Lastly, we find points of maxima of $G(c,x,y)$ on the 12 edges of $\Lambda$.

$$\begin{array}{cc}\hfill G(c,0,0)& =\frac{5459c^6-2721600c^4+10886400c^2}{4644864000}\le G({\lambda }_1,0,0)\hfill \\ \hfill & =\frac{1992069}{238405448}\sqrt{1549387}-\frac{1239527205}{119202724}\approx 0.00235,c\in (0,2).\hfill \end{array}$$

where

$$c=:{\lambda }_1=\frac{12}{5459}\sqrt{34391700-27295\sqrt{1549387}}\approx 1.41851.$$

$$\begin{array}{cc}\hfill G(c,0,1)& =\frac{5459c^6-430080c^5+8064000c^4+1720320c^3-64512000c^2+129024000}{4644864000}\le G(0,0,1)\hfill \\ \hfill & =\frac{1}{36}\approx 0.02778,c\in (0,2).\hfill \end{array}$$

$$\begin{array}{cc}\hfill G(c,1,0)& =\frac{367829c^6-11675640c^4+39090240c^2+7257600}{4644864000}\le G({\lambda }_2,1,0)\hfill \\ \hfill & =\frac{16177950997}{61371251382117600}\sqrt{161779509970}-\frac{2381135977308821}{24548500552847040}\approx 0.00903,c\in (0,2),\hfill \end{array}$$

where

$$c:={\lambda }_2=\frac{2}{367,829}\sqrt{357886582130-735658\sqrt{161779509970}}\approx 1.35379.$$

$$G(0,x,0)=\frac{x(20-19x^2)}{640}\le G(0,\frac{2}{57}\sqrt{285},0)=\frac{\sqrt{285}}{1368}\approx 0.01234,x\in (0,1)$$

$$G(0,x,1)=\frac{-20x^4+9x^3-140x^2+160}{5760}\le G(0,0,1)=\frac{1}{36},x\in (0,1).$$

$$\begin{array}{cc}\hfill G(2,x,0)& =\frac{5459}{72576000},x\in (0,1).\hfill \\ \hfill G(2,x,1)& =\frac{5459}{72576000},x\in (0,1).\hfill \\ \hfill G(0,0,y)& =\frac{1}{36}{y}^2\le \frac{1}{36},y\in (0,1).\hfill \\ \hfill G(0,1,y)& =\frac{1}{640}\approx 0.00156,y\in (0,1).\hfill \\ \hfill G(2,0,y)& =\frac{5459}{72576000},y\in (0,1).\hfill \\ \hfill G(2,1,y)& =\frac{5459}{72576000},y\in (0,1).\hfill \end{array}$$

Since all cases have been dealt with, we have the required result.
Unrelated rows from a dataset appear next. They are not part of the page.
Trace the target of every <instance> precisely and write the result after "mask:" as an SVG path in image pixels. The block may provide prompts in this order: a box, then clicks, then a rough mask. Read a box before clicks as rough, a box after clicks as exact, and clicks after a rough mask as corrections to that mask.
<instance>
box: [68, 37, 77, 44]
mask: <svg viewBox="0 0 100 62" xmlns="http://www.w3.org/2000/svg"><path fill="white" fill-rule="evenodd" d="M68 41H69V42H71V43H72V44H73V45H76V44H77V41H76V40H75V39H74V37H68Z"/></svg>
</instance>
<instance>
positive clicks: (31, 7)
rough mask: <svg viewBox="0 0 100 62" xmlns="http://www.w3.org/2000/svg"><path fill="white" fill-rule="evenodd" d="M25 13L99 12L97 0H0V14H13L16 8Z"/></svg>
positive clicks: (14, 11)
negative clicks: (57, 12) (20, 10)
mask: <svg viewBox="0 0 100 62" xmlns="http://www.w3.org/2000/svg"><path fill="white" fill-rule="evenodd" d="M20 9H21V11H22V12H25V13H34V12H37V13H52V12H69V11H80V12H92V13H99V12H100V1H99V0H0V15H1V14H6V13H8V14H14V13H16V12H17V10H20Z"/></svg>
The result is sharp for $k_3$ given in (23), which is equivalent to choosing $d_2=d_3=d_5=0$ and $d_4=\frac{1}{6},$ which from (10), gives $|H_{3,1}\left(k\right)|=\frac{1}{36}.$ □

5. Conclusions

We have defined and studied the starlike functions associated with Van der Pol numbers. We have studied certain geometrical characteristics of the said functions which include the derivation of structural formula, finding the radius of starlikeness of order $\alpha$ and strong starlikeness, and establishing some inclusion results. We have also studied the radii problems for various classes of analytic functions. Furthermore, we have investigated some coefficient-related problems which include the sharp initial coefficient bounds and sharp bounds of Hankel determinants of order two and three. This work would be helpful in finding the bounds of the fourth Hankel determinant, Toelpitz determinants, bounds of logarithmic coefficients and their related Hankel determinants for the functions of defined class ${\mathcal{S}}_{\mathcal{V}}^{*}$ and their associated convex functions.